The technology will enter even more technological spaces in 2025, Prof Walsh said, as manufacturers develop innovative ways to use the technology and embed it in all parts of an operating system, rather than keeping it in a single app.
“A bit of AI is going to be sprinkled into everything electrical,” he said.
“Every device and every workflow is going to have some AI sitting in the background, trying to help you out.”
Users can expect generative AI technology to enhance more photos and videos they capture, Prof Walsh said, to appear in more cars, on more online platforms, and embedded in more services.
Big business
While the technology is expected to enter a lot of pockets in 2025, AI is forecast to play an even bigger role in the business world.
The technology was named as the most revolutionary tech of 2025 by several Atlassian executives, and Team Anywhere head Annie Dean said it would continue to remove menial, routine tasks to help workers focus on larger projects.
“AI will erase busywork and give teams the exactly support they need to explore and execute big ideas, faster,” she said.
“When teams collaborate with AI, they can more easily bring their ideas to life.”

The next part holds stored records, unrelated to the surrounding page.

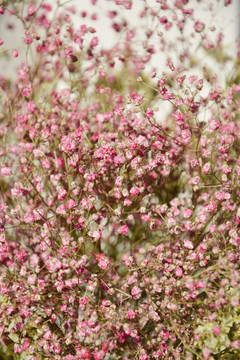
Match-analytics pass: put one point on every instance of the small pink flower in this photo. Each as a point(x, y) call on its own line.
point(61, 210)
point(216, 330)
point(94, 41)
point(62, 194)
point(185, 134)
point(199, 26)
point(31, 10)
point(179, 272)
point(149, 113)
point(71, 204)
point(134, 191)
point(6, 171)
point(188, 244)
point(206, 168)
point(15, 53)
point(47, 335)
point(123, 230)
point(187, 213)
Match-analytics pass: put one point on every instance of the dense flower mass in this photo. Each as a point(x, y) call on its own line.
point(119, 175)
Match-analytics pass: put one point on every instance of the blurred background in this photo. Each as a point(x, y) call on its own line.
point(226, 19)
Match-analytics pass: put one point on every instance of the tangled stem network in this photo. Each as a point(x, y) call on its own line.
point(119, 177)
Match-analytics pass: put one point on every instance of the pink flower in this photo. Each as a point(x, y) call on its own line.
point(206, 168)
point(199, 26)
point(134, 191)
point(71, 204)
point(62, 194)
point(123, 230)
point(216, 330)
point(135, 292)
point(178, 272)
point(15, 53)
point(31, 10)
point(61, 210)
point(149, 113)
point(6, 171)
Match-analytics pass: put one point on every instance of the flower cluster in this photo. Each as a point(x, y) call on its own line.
point(119, 219)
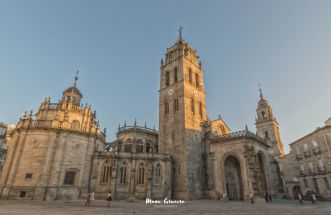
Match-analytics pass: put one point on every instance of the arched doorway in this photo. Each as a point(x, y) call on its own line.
point(296, 191)
point(263, 181)
point(232, 174)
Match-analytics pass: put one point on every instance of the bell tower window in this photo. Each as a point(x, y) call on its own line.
point(197, 80)
point(175, 75)
point(166, 108)
point(167, 78)
point(266, 135)
point(192, 106)
point(200, 110)
point(175, 105)
point(263, 114)
point(190, 75)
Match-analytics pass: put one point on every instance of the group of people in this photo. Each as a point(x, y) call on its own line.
point(90, 198)
point(313, 198)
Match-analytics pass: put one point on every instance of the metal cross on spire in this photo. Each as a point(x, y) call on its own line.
point(261, 95)
point(180, 30)
point(76, 78)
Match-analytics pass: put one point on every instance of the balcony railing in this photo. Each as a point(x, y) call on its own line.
point(316, 150)
point(302, 173)
point(307, 154)
point(311, 171)
point(321, 169)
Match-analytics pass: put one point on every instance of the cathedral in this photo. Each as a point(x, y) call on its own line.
point(59, 152)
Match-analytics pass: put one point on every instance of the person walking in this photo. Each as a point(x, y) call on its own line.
point(88, 199)
point(109, 199)
point(313, 196)
point(225, 196)
point(300, 199)
point(251, 196)
point(92, 198)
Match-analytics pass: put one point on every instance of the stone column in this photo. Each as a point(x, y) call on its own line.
point(149, 180)
point(132, 189)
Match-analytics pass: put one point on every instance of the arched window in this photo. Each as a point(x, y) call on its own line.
point(175, 75)
point(75, 125)
point(123, 173)
point(192, 106)
point(128, 145)
point(106, 173)
point(166, 108)
point(69, 178)
point(139, 146)
point(175, 105)
point(141, 174)
point(197, 80)
point(200, 110)
point(190, 75)
point(158, 174)
point(149, 147)
point(167, 78)
point(263, 114)
point(119, 146)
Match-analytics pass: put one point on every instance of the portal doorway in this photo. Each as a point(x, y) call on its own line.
point(232, 174)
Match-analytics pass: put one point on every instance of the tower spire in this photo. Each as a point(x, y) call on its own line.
point(180, 30)
point(76, 78)
point(261, 95)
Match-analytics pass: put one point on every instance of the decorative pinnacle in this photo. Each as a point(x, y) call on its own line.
point(76, 78)
point(261, 95)
point(180, 30)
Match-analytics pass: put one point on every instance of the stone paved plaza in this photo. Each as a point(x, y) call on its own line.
point(13, 207)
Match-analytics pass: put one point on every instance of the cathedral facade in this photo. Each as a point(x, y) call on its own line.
point(59, 152)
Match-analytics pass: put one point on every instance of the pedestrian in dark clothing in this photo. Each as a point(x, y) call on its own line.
point(300, 199)
point(109, 199)
point(88, 199)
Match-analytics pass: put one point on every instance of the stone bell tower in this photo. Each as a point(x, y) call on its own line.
point(182, 109)
point(267, 127)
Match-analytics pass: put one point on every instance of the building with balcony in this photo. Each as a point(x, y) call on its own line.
point(311, 157)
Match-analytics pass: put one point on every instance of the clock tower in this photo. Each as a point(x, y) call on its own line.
point(182, 108)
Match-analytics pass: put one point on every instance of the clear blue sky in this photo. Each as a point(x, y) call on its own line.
point(117, 46)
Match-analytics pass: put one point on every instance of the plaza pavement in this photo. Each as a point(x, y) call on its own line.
point(205, 207)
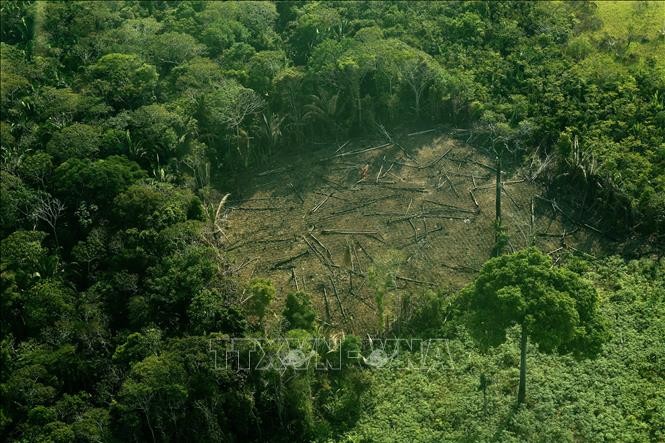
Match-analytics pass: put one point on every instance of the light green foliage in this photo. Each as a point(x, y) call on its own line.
point(557, 307)
point(128, 114)
point(618, 395)
point(123, 80)
point(75, 141)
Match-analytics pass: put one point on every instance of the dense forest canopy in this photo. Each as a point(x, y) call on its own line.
point(127, 127)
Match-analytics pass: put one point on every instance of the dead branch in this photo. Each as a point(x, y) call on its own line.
point(281, 263)
point(360, 151)
point(413, 280)
point(456, 208)
point(342, 147)
point(321, 203)
point(295, 279)
point(272, 171)
point(295, 191)
point(421, 132)
point(339, 301)
point(325, 301)
point(475, 202)
point(323, 246)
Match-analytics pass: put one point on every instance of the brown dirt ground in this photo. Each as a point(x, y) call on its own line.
point(412, 212)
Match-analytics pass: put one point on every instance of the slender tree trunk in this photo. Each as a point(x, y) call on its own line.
point(498, 192)
point(521, 393)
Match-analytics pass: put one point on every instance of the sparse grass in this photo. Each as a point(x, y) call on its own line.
point(644, 21)
point(453, 241)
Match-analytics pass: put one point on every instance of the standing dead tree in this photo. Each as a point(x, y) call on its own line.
point(49, 209)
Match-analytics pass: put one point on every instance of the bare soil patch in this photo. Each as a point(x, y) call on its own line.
point(422, 208)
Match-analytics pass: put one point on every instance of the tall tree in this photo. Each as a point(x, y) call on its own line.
point(554, 307)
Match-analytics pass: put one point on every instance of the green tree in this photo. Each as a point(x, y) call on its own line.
point(554, 307)
point(124, 80)
point(261, 293)
point(298, 311)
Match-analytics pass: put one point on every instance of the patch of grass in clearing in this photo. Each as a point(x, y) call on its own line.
point(642, 22)
point(641, 18)
point(328, 220)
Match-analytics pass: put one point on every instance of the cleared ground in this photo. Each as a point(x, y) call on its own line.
point(419, 211)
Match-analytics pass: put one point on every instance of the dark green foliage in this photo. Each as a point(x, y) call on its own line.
point(298, 311)
point(556, 306)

The federal government has also revealed plans to launch a National AI Capability Plan in the coming year to build on the $2 billion in venture capital invested in local AI applications in 2023.
The plan is expected to launch in late 2025, following industry and public consultations.
Foundational fixes
Investments in artificial intelligence are expected to keep growing in 2025, and some funds will be directed to fixing and improving foundation models.
While more work was needed to tackle hallucinations, in which AI tools generate incorrect or nonsensical information to fill in knowledge gaps, Prof Walsh said, future research would also focus on expanding their abilities.
“The foundation models are very good at retrieving information, summarising information, but they’re very bad at reasoning,” he said.
“There are plentiful examples where they will say one plus one is not the same as two.”
To build on AI models’ reasoning ability, researchers will need to train the technology in greater real-world context, such as gravity and rain, which programs are unable to experience.
“AI is advancing at an amazing rate and that’s because at the moment the world is spending a billion dollars a day on it,” he said.
“We are at the peak of the hype cycle and at some point the froth will blow off the top of the glass, but companies are still seeing a significant return.”